ベテルギウスの明るさは、星自体の脈動や、対流セルの膨張や収縮に伴って変動する。アラビア語に由来する名前をもつこの星は、そもそも明るさが変わる変光星で、いくつかの周期に合わせて規則的に暗くなったり明るくなったりしてきた。

けれども昨秋、ベテルギウスはいつも以上に減光しはじめ、明るくなることなく、どんどん暗くなっていった。年末にはもとの明るさの40パーセント以下まで暗くなり、夜空で10番目に明るい星ではなくなったどころか、トップ20にも入らなくなり、天文学者が記録をとりはじめて以来最も暗くなってしまった。
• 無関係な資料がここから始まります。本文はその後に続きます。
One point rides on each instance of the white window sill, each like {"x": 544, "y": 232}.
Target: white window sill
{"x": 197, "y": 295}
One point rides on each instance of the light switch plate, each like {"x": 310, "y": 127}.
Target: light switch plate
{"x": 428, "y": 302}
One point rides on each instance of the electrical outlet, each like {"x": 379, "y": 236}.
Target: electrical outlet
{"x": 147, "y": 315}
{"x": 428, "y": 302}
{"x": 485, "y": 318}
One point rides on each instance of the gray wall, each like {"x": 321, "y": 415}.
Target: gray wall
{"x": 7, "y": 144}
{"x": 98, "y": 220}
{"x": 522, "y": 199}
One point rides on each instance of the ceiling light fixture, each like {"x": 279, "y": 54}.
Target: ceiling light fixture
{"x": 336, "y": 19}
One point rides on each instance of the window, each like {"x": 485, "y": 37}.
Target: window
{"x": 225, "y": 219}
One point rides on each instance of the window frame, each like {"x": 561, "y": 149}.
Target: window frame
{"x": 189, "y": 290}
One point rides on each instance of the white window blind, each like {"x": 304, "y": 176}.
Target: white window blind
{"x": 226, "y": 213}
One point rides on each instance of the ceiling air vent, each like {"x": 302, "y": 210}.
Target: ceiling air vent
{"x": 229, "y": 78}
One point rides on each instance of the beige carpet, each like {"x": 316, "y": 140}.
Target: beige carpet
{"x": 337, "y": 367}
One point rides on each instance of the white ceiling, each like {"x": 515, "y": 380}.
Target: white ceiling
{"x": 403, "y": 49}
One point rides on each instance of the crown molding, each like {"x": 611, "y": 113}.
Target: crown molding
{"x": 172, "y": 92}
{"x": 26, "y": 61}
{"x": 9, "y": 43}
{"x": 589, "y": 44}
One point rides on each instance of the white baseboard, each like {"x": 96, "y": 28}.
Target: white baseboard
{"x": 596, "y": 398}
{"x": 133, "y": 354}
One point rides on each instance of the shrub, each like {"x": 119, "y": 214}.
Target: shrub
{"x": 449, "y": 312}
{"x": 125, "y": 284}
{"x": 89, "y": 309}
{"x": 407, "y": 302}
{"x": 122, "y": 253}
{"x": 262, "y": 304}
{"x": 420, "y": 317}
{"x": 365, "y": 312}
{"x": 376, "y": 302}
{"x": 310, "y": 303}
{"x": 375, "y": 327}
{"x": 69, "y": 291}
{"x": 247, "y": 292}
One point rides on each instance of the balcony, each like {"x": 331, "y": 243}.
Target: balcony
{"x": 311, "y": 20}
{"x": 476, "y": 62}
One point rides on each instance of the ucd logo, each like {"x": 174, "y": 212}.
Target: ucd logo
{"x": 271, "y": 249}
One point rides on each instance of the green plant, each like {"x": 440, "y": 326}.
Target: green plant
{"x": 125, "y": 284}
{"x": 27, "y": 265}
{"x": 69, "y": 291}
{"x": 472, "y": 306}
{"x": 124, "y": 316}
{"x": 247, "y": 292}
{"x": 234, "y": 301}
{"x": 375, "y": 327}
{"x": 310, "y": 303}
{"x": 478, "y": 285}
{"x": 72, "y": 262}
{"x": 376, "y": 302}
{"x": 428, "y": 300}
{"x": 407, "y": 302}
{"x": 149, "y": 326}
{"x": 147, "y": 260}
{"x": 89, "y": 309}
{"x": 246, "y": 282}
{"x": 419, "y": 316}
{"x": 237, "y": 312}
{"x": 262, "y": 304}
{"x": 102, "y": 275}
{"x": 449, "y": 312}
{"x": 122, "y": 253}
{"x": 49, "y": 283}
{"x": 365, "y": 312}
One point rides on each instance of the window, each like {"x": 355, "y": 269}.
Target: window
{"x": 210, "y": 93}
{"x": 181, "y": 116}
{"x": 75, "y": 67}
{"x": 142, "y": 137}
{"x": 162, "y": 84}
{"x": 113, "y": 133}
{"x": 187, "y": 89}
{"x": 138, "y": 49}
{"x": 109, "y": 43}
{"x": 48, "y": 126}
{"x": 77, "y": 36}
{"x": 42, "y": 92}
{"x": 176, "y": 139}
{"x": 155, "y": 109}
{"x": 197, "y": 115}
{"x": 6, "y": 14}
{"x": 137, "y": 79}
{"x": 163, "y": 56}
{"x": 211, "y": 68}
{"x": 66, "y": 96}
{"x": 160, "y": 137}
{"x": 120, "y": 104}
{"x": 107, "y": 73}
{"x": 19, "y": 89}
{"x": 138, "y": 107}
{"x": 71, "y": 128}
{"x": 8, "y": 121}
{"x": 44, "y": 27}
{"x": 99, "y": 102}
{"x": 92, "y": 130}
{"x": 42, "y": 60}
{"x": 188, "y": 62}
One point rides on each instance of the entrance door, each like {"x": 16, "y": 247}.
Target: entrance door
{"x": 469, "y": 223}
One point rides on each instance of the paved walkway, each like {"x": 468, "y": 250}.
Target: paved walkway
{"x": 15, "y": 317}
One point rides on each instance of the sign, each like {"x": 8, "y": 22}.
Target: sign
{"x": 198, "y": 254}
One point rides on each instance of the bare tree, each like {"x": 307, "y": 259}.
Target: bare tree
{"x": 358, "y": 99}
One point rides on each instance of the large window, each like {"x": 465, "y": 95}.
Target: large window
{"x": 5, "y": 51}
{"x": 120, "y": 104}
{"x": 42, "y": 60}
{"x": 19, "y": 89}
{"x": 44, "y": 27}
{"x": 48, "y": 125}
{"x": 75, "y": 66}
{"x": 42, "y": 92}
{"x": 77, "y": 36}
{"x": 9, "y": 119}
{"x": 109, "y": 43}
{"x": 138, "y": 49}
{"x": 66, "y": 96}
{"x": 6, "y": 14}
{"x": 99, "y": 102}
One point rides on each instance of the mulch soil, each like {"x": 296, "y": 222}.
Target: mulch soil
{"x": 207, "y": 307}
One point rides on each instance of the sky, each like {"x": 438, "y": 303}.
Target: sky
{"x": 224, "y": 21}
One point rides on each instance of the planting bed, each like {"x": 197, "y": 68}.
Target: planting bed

「恒星の進化をリアルタイムで眺めるのは楽しいですよ」とデュプリー氏は言う。「私たちがこれまで見たことがない現象が、ベテルギウスで起きています。ほかの星でも同じような現象が見られたことがあるかどうかはわかりません」

ベテルギウスが暗くなった原因はまだわからない。一部の天文学者は、明るさが変わる周期がたまたまいくつか重なったために、いつもより暗くなったのではないかと推測している。ベテルギウスから大量のちりが噴出して星を覆い隠したのではないかと推測する天文学者もいる。さらに、減光はやはり死の前兆と考える科学者もいる。巨星が重力崩壊を起こして爆発する直前に、宇宙空間に大量のちりを放出すると考えられているからだ。

ベテルギウスのような大質量の星にとって、超新星爆発は避けられない。問題は爆発するかどうかではなく、いつ爆発するかだ。ベテルギウスが爆発するときには、地球から日中でも見えるほど明るく輝くことになるだろう。